Stille Hilfen
„Nur wir Journalisten selbst können etwas ändern. Und dafür müssen wir ehrlich arbeiten. Wenn nur einer die Wahrheit schreibt, kann er getötet werden. Wenn aber Tausende das tun, dann nicht. Man kann nicht alle Journalisten vernichten.“
Jedes Mal wenn wir von dem Verein ‚Journalisten helfen Journalisten’ eine Nachricht von der Ermordung, der Mißhandlung, der Verhaftung eines Journalisten, von gegen ihn ausgesprochene Todesdrohungen und mehrjährige Haftstrafen erfahren, erinnern wir uns an diese trotzig-ermutigenden Sätze der russischen Journalistin Olga Kitowa angesichts des Todes ihrer Kollegin und Freundin Anna Politkowskaja.

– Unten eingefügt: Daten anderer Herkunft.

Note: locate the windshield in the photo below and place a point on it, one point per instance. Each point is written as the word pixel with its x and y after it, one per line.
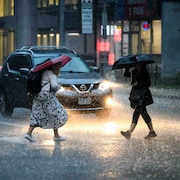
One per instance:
pixel 75 65
pixel 40 59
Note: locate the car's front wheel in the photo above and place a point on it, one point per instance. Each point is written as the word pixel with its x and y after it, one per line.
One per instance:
pixel 104 113
pixel 5 109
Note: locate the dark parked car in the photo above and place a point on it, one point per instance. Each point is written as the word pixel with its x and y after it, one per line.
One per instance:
pixel 82 89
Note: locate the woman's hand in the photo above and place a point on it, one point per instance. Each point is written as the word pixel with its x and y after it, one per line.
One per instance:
pixel 134 84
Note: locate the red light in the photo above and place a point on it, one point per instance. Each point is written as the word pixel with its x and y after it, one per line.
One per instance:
pixel 111 57
pixel 146 26
pixel 103 46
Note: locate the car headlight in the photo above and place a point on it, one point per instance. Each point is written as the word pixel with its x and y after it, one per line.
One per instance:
pixel 61 89
pixel 104 85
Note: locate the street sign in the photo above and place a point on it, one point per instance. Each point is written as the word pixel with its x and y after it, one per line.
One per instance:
pixel 87 16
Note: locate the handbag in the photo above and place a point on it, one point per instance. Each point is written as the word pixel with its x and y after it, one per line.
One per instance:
pixel 140 97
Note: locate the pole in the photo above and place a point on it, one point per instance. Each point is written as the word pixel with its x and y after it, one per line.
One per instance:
pixel 61 23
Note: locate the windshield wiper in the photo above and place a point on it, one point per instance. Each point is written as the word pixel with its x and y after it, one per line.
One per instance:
pixel 72 71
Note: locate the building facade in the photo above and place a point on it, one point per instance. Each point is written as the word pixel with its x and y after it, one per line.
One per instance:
pixel 100 30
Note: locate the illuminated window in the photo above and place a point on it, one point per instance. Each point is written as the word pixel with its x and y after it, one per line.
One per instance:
pixel 7 8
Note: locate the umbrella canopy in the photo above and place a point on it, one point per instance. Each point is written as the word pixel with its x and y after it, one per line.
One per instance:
pixel 131 61
pixel 60 59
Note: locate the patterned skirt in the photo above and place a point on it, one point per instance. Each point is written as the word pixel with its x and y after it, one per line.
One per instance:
pixel 47 111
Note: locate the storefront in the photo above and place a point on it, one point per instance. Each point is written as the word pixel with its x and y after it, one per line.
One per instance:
pixel 136 30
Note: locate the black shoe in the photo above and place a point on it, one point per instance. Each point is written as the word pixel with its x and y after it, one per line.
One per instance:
pixel 151 134
pixel 126 134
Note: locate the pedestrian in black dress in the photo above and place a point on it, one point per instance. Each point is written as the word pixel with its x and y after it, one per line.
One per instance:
pixel 140 97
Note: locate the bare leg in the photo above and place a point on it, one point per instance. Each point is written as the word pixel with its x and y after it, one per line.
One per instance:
pixel 56 133
pixel 132 127
pixel 57 137
pixel 150 126
pixel 28 135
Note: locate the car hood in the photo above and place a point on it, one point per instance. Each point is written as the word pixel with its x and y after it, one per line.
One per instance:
pixel 80 78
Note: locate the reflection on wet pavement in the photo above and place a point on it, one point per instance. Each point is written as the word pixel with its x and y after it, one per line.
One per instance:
pixel 94 148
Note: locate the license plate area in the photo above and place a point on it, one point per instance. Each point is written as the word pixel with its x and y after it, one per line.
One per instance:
pixel 84 100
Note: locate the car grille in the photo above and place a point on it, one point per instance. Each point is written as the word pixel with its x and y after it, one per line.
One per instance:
pixel 82 87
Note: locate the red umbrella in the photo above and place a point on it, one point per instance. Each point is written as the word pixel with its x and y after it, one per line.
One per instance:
pixel 62 59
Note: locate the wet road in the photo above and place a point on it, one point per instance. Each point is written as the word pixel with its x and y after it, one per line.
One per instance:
pixel 94 148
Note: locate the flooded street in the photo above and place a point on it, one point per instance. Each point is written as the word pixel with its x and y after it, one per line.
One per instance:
pixel 94 148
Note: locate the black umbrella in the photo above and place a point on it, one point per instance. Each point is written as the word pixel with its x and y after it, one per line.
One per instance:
pixel 124 62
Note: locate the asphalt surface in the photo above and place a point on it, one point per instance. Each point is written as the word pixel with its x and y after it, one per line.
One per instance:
pixel 94 148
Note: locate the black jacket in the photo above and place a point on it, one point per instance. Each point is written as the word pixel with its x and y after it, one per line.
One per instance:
pixel 140 94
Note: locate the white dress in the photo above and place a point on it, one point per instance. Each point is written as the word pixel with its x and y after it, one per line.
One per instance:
pixel 47 111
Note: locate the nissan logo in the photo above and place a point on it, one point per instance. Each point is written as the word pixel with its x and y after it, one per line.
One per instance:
pixel 83 87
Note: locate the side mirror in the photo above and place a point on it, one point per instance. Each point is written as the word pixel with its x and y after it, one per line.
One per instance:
pixel 95 68
pixel 24 71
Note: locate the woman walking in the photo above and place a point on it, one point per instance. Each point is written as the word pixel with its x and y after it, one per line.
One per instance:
pixel 140 97
pixel 47 112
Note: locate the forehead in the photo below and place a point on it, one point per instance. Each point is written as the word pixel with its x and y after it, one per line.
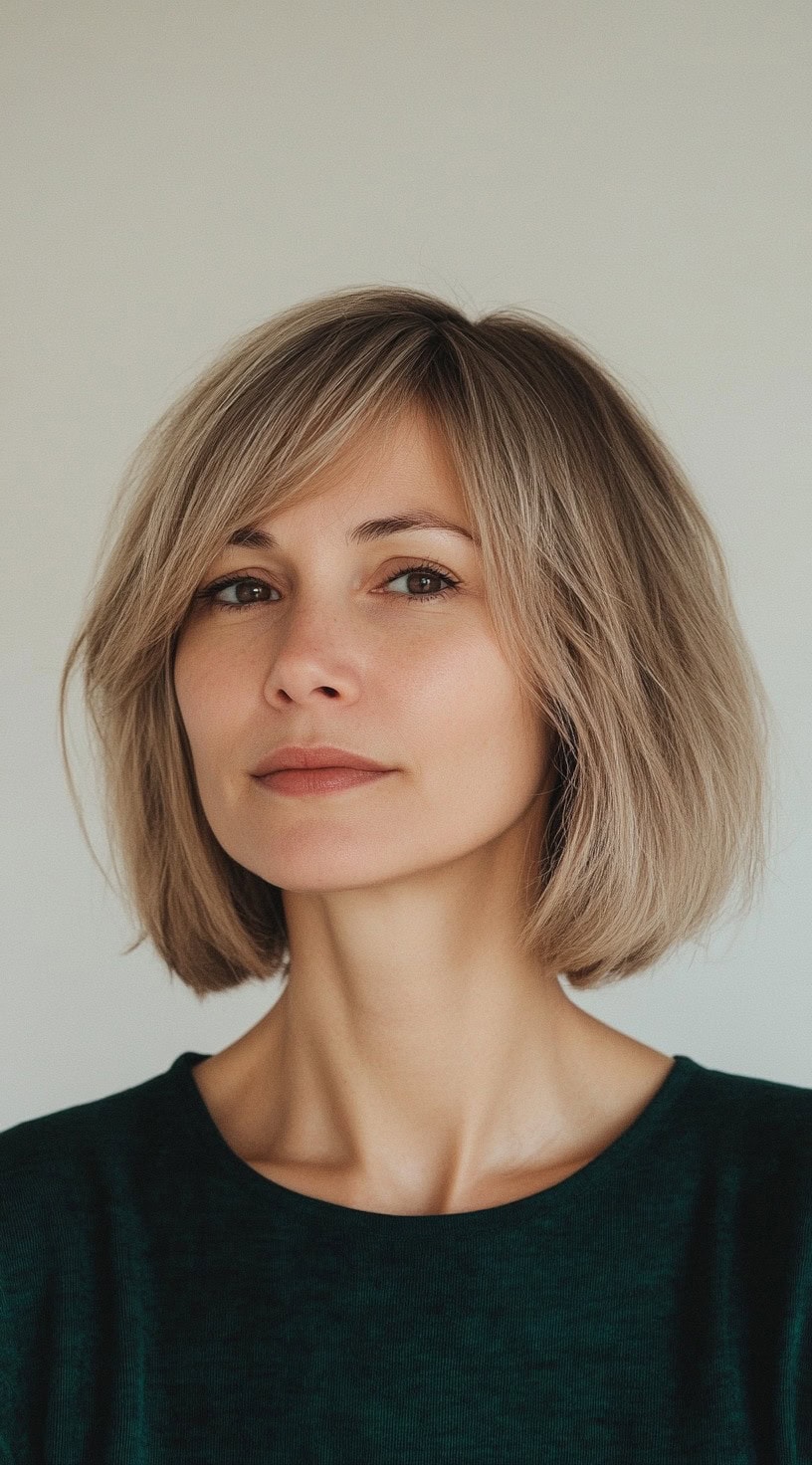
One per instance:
pixel 392 477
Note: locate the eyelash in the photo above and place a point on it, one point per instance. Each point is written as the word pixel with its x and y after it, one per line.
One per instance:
pixel 251 579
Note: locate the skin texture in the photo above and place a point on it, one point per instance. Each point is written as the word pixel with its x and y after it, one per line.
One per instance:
pixel 417 1061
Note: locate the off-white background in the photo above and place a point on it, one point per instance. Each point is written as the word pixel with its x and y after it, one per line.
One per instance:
pixel 173 173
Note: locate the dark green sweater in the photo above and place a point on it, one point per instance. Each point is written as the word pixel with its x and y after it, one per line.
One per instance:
pixel 166 1304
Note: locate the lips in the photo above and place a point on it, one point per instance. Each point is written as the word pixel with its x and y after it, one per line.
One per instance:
pixel 324 754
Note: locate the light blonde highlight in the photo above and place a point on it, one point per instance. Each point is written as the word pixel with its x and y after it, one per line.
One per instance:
pixel 603 574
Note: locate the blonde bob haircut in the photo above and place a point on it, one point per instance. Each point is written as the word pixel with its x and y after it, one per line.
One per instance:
pixel 603 576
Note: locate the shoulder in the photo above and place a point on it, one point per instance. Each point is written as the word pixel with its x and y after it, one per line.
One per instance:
pixel 755 1135
pixel 61 1169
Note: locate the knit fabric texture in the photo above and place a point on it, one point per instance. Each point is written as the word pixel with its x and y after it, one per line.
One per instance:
pixel 166 1304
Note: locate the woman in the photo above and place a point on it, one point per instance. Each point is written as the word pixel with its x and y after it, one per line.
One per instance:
pixel 427 1209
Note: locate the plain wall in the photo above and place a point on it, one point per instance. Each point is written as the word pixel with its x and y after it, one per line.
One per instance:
pixel 173 173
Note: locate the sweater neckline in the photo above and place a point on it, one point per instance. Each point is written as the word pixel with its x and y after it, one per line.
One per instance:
pixel 550 1201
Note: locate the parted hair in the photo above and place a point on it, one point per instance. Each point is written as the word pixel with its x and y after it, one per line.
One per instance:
pixel 603 574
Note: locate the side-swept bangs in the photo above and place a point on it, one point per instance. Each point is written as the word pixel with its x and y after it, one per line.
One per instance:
pixel 603 574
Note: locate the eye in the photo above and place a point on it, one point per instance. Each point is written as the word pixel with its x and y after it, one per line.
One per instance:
pixel 411 571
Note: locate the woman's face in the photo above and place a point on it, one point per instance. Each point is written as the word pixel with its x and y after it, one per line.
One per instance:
pixel 325 651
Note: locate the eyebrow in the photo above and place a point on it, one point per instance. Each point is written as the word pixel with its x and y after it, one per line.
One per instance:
pixel 253 537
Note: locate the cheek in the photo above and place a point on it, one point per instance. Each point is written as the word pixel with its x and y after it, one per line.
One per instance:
pixel 208 699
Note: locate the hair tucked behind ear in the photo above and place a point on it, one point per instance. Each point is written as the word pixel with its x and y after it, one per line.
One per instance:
pixel 603 574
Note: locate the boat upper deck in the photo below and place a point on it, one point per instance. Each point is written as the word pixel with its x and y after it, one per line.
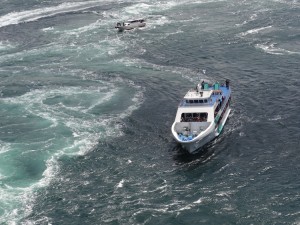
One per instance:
pixel 205 95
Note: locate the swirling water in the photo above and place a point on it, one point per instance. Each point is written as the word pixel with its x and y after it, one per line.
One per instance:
pixel 86 112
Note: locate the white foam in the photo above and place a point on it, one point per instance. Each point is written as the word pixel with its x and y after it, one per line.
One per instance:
pixel 5 45
pixel 36 14
pixel 86 132
pixel 254 31
pixel 121 183
pixel 271 48
pixel 4 147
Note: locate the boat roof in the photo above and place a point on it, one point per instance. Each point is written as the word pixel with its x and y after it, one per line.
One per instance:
pixel 135 20
pixel 194 94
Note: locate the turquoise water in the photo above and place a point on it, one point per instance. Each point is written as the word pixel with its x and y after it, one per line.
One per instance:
pixel 86 112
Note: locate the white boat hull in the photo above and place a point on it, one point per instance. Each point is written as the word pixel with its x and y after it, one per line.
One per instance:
pixel 195 145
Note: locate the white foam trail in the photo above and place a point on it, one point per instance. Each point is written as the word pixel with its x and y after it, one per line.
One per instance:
pixel 271 49
pixel 87 128
pixel 5 45
pixel 254 31
pixel 4 147
pixel 36 14
pixel 121 183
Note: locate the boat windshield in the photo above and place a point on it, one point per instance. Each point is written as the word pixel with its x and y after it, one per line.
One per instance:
pixel 194 117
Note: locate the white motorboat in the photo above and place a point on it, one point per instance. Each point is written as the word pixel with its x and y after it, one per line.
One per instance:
pixel 201 115
pixel 130 24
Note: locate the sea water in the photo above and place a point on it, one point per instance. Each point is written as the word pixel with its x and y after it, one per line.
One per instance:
pixel 86 112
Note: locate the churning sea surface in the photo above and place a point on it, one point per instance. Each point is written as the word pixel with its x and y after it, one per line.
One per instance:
pixel 86 112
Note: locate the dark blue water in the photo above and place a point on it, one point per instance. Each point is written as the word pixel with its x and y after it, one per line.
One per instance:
pixel 86 112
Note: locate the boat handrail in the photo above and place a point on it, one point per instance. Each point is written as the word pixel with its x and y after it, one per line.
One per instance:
pixel 224 105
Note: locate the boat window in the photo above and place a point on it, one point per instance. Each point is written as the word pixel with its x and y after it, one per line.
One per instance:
pixel 194 117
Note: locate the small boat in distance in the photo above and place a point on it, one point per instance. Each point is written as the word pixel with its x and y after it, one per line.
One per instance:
pixel 130 24
pixel 201 115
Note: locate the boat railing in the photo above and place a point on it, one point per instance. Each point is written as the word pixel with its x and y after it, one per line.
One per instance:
pixel 190 128
pixel 221 111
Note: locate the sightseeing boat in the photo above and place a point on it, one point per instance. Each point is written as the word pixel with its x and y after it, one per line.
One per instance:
pixel 201 115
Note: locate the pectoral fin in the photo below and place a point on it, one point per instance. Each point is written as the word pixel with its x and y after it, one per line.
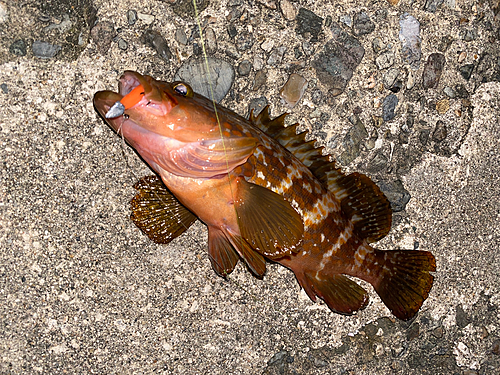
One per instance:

„Man kann nicht alle Journalisten vernichten“ – man kann aber auch nicht allen Journalisten helfen, von deren oft existenzieller Not man erfährt. „Mit einem Löffel kann man das Meer nicht ausschöpfen“, schrieb uns einmal der während der Milosevic’-Jahre im Exil lebende serbische Schriftsteller und Journalist Dragan Velikic’. „Aber auch das, was man geschöpft hat, ist das Meer.“ Ich glaube, dass auch die zwischenmenschliche Solidarität nach diesem Prinzip funktioniert. Es wird auf dieser Welt immer Ungerechtigkeiten und Verbrechen geben, aber es ist sehr wichtig, dass die Hand, die mit dem Löffel das Meer schöpft, nicht aufgibt.“
Die Bekenntnisse von Olga Kitowa und Dragan Velikic’ sind wichtige moralische und wenn man will, auch berufsethische Orientierungen bei einer Arbeit, die im Alltag sehr viel nüchterner, pragmatischer, selbstverständlicher abläuft. Man muß Hilfsgelder sammeln und auf vertrauensvollen Wegen weiterleiten, solidarische Netze knüpfen, die Öffentlichkeit über die Dramatik einzelner Notfälle informieren.
Seit der Gründung des Vereins ‚Journalisten helfen Journalisten“ im Jahre 1993 gab und gibt es eine Reihe von Sponsoren und Spendern – darunter auch eine Reihe von journalistischen ‚Promis’ – die in dringenden Notfällen immer für Hilfen ansprechbar sind. Unter den Verbänden kann man sich bei diesen Hilfsaktionen immer ganz besonders auf den „Bayerischen Journalistenverband“, vor allem auf dessen langjährige Geschäftsführerin Frauke Ancker verlassen. Ihre jetzige Pensionierung ist für JhJ ein Anlaß, sich für diese vorbildliche Kooperation einmal zu bedanken. Der amerikanische Schauspieler Dan Futterman, der in dem Film „Der mutige Weg“ die Rolle des ermordeten Journalisten Dany Pearl spielt, hat einmal in einem Gespräch die Ideale einer kritischen, unabhängigen Medienberichterstattung sehr gut beschrieben: „Es ist natürlich besonders tragisch, wenn Journalisten getötet werden oder sogar bewußt ins Visier genommen werden. Doch ist dieser Berufsstand der Garant dafür, daß all die Geschichten erzählt werden, die sonst unbekannt bleiben würden. Es wäre doch schlimm, wenn wir uns nur auf das verlassen müßten, was uns unsere Regierung erzählt.“ Die große Mehrheit der Kolleginnen und Kollegen, die bei uns ihren Beruf ausübt, muß – Gott sei Dank – nicht unter den dramatischen Umständen arbeiten, von denen eine Verein wie JhJ fast täglich erfährt. Aber vielleicht ist es gerade deshalb wichtig, daß die Hand, die mit dem Löffel das Meer schöpft, nicht aufgibt.